Both sought to promote “development
without any change in the foundations of the state.” Both believed that “everything
must be changed for the better while preserving its former status.” But neither
understood that “these two vectors are incompatible” and that their preference
for preserving the state unchanged makes progress impossible.
Both Nicholas I and Putin, having
come to power after times of troubles, saw it as their duty to restore the
pre-trouble times and thus prevent further disorder and disintegration. To that end, Nicholas I pursued the centralization
of power and established the Third Department, Russia’s original secret
service.
“The Putin regime,” Gurvich
continues, “is conducting exactly the same policy” and for the same reasons. It
has put in place a power vertical backed by the special services. Both viewed
law and the courts as for their subjects rather than for themselves, and both
were prepared to use force to suppress any challenge to their way of thinking
at home or abroad.
Nicholas I sought to solve and Putin
is trying to solve “in essence one and the same ideological task: to justify as
lawful their own way of rule “under conditions when there was and is a serious
lack of arguments and ideas,” Gurvich says.
“How all this ended [and will again end] is well known.”

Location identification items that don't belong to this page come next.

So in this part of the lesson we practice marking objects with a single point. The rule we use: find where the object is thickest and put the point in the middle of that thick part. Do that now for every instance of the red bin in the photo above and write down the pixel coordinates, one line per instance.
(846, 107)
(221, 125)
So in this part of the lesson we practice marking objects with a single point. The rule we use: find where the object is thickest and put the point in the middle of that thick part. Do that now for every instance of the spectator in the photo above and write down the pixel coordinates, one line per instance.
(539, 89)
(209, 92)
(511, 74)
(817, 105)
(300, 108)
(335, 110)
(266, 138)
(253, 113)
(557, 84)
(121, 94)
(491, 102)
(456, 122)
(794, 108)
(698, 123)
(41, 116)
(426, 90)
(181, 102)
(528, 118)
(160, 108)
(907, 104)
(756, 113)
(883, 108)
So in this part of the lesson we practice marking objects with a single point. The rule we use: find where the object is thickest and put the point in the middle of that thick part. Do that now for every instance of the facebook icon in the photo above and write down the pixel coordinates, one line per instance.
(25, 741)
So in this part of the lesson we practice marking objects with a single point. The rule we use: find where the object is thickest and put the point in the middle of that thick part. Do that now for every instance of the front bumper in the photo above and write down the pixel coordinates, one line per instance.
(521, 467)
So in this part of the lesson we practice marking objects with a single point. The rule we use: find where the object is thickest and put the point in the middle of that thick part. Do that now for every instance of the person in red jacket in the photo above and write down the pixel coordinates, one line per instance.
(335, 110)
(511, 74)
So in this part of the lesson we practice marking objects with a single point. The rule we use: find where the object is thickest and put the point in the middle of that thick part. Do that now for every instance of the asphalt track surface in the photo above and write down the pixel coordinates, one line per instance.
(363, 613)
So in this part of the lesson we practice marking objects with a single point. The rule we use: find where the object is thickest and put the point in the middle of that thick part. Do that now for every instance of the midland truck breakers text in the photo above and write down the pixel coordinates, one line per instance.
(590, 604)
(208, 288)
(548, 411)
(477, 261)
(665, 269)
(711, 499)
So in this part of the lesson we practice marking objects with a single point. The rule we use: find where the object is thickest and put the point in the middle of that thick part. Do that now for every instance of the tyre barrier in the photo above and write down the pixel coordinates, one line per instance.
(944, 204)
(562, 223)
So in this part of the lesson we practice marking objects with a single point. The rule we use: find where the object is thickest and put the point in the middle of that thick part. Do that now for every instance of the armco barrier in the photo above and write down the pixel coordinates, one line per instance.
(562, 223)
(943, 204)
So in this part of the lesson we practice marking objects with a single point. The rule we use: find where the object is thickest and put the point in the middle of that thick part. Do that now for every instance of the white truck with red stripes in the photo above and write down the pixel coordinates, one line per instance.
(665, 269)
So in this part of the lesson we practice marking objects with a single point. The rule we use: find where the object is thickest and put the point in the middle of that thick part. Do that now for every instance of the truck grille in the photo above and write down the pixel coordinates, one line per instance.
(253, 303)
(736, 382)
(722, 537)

The Moscow journalist points to two
other similarities between the tsar and the president. On the one hand, under
Nicholas I, Russia did make major economic gains but it was unable to escape
its backwardness. Under Putin, the same thing appeared likely because of the oil
boom, success followed by failure.
And on the other, the two rulers
have “many similarities.” Both use police and bureaucratic means to maintain
power, both “refuse to recognize their own mistakes, both devote enormous
importance to the army … and both seek to convert their country into a besieged
fortress” as the best way to mobilize its population.
Gurvich then turns to the way in
which both have sought to promote official patriotism. Nicholas I used the
state to impose the so-called Uvarov trinity, “Orthodoxy, autocracy and
nationality.” But he was challenged by
Petr Chaadayev who noted that Russia had made little progress and contributed
little to the world because of that authoritarian patriotism.
And the Russian thinker famously
observed that he “did not learn to love his motherland with closed eyes, a
bowed head, and covered ears.” Such a
position, of course, has contemporary relevance, and it leads one to ask
whether one could be a German patriot at the time of Hitler, a Soviet one under
Stalin, or a Cambodian one under Pol Pot.
Obviously, many superficial things
have changed in Russia since the time of Nicholas I. But the essence has not,
and a major reason for this is that Russian rulers have sought to ensure the
dominance of the state over society and the individual, something that makes
real progress impossible.
An authoritarian state needs
obedient servants not innovators, and thus it can never have the success in the
long term that have those countries “which have been able to put the state at the
service of society and the population” and which see as the state’s task “not
domination but service and the creation of conditions for the development of
civic ties and each individual.”
Russia instead has followed what one
might call the Chinese model, Gurvich says. Its people like those of China are
capable of many inventions, but the nature of the state prevents them from
introducing them in ways that benefit society. And thus, “the Russia of
Nicholas I and the Russia of Vladimir Putin are also ill with this still
incurable ‘Chinese’ syndrome.”
One is thus compelled to ask,
Gurvich observes in conclusion, “what Russia will be like in another 200 years?”